News

Azure AI Security: Prompt Shields & Content Safety

Source: azure.microsoft.com

Published on June 6, 2025

Azure AI Security: Protecting AI Models with Prompt Shields and Content Safety

The landscape of AI security is evolving rapidly, with prompt injection attacks emerging as a significant threat to generative AI applications. These attacks occur when adversaries manipulate inputs to large language models (LLMs) to alter their behavior or access unauthorized information. According to the Open Worldwide Application Security Project (OWASP), prompt injection is the top threat facing LLMs today. To combat this growing concern, Azure has introduced Azure AI Content Safety, featuring Prompt Shields—a unified API designed to analyze inputs and guard against both direct and indirect threats.

Prompt injection attacks can be categorized into two main types: direct and indirect. In direct attacks, malicious actors input deceptive prompts to provoke unintended or harmful responses from AI models. Indirect attacks, on the other hand, are more subtle and often involve manipulating the context or sequence of inputs to achieve similar outcomes. Prompt Shields, integrated with Azure OpenAI content filters, provides a robust defense against these attacks by leveraging advanced machine learning algorithms and natural language processing.

Prompt Shields offers numerous benefits, including defending against jailbreaks, prompt injections, and document attacks. It ensures that LLMs behave as designed by blocking prompts that attempt to circumvent rules and policies defined by developers. This capability is crucial for maintaining the security and integrity of AI applications, safeguarding them against malicious attempts at manipulation or exploitation.

Prompt Shields Capabilities

Azure AI Content Safety's Prompt Shields is designed to identify and mitigate potential threats in user prompts and third-party data. By seamlessly integrating with Azure OpenAI content filters, it provides a comprehensive solution for defending against various types of prompt injection attacks. The system is regularly updated with new defenses as new attack types are uncovered, ensuring that AI applications remain secure and reliable.

Customer Successes

AXA, a global leader in insurance, uses Azure OpenAI to power its Secure GPT solution. By integrating Azure's content filtering technology and adding its own security layer, AXA prevents prompt injection attacks and ensures the reliability of its AI models. Secure GPT is based on Azure OpenAI in Foundry Models, which have been fine-tuned using human feedback reinforcement learning. Additionally, AXA relies on Azure content filtering technology, to which the company has added its own security layer to prevent any jailbreaking of the model using Prompt Shields, ensuring an optimal level of reliability.

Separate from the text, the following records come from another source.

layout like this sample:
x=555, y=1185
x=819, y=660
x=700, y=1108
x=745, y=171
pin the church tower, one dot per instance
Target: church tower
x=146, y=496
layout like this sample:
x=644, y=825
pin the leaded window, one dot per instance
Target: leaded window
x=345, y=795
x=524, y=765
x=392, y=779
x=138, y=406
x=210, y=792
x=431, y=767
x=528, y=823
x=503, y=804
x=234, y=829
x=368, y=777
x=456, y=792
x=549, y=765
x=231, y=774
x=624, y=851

Wrtn Technologies, a leading enterprise in Korea, relies on Azure AI Content Safety to maintain compliance and security across its products. At its core, Wrtn's flagship technology compiles an array of AI use cases and services localized for Korean users, integrating AI into their everyday lives. The platform fuses elements of AI-powered search, chat functionality, and customizable templates, empowering users to interact seamlessly with an "Emotional Companion" AI-infused agent. These AI agents have engaging, lifelike personalities, interacting in conversation with their creators. The vision is a highly interactive personal agent that is unique and specific to each user, their data, and their memories. Because the product is highly customizable, the built-in ability to toggle content filters and Prompt Shields is highly advantageous, allowing Wrtn to efficiently customize its security measures for different end users.

For IT decision-makers looking to enhance the security of their AI deployments, integrating Azure's Prompt Shields is a strategic imperative. Azure's Prompt Shields and built-in AI security features offer an unparalleled level of protection for AI models, helping organizations harness the power of AI without compromising security. Microsoft, a leader in identifying and mitigating prompt injection attacks, uses best practices developed with decades of research, policy, product engineering, and learnings from building AI products at scale, enabling organizations to achieve their AI transformation with confidence.

By integrating these capabilities into your AI strategy, you can help safeguard your systems from prompt injection attacks and maintain the trust and confidence of your users. Organizations across industries are using Azure AI Foundry and Microsoft 365 Copilot capabilities to drive growth, increase productivity, and create value-added experiences. We are committed to helping organizations use and build AI that is trustworthy, meaning it is secure, private, and safe. Trustworthy AI is only possible when combining our commitments, such as our Secure Future Initiative and Responsible AI principles, with our product capabilities to unlock AI transformation with confidence.